Take a look at Named Entity Recognition with Regular Expression: NLTK

>>> from nltk import ne_chunk, pos_tag, word_tokenize
>>> from nltk.tree import Tree
>>> 
>>> def get_continuous_chunks(text):
...     chunked = ne_chunk(pos_tag(word_tokenize(text)))
...     continuous_chunk = []
...     current_chunk = []
...     for i in chunked:
...             if type(i) == Tree:
...                     current_chunk.append(" ".join([token for token, pos in i.leaves()]))
...             if current_chunk:
...                     named_entity = " ".join(current_chunk)
...                     if named_entity not in continuous_chunk:
...                             continuous_chunk.append(named_entity)

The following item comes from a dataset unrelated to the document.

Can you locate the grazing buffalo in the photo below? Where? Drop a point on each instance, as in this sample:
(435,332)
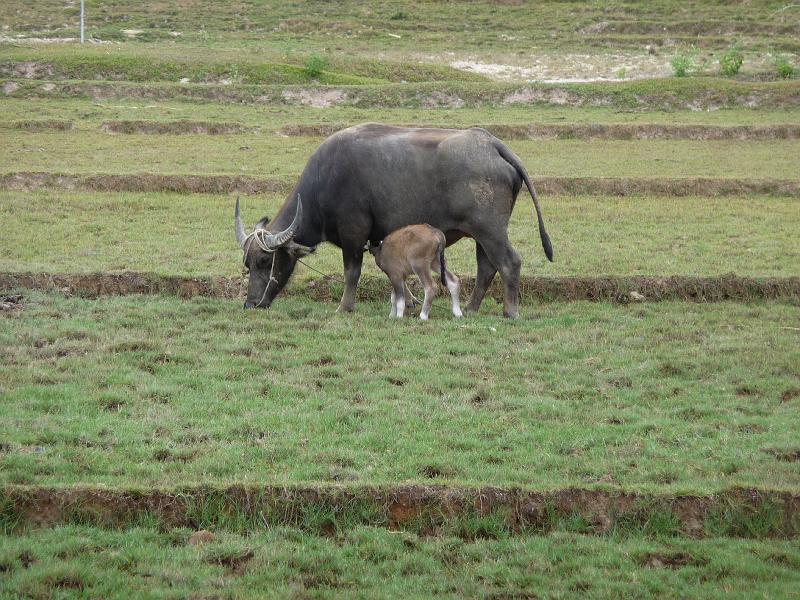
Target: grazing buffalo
(364,182)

...                             current_chunk = []
...             else:
...                     continue
...     return continuous_chunk
... 
>>> my_sent = "WASHINGTON -- In the wake of a string of abuses by New York police officers in the 1990s, Loretta E. Lynch, the top federal prosecutor in Brooklyn, spoke forcefully about the pain of a broken trust that African-Americans felt and said the responsibility for repairing generations of miscommunication and mistrust fell to law enforcement."
>>> get_continuous_chunks(my_sent)
['WASHINGTON', 'New York', 'Loretta E. Lynch', 'Brooklyn']


>>> my_sent = "How's the weather in New York and Brooklyn"
>>> get_continuous_chunks(my_sent)
['New York', 'Brooklyn']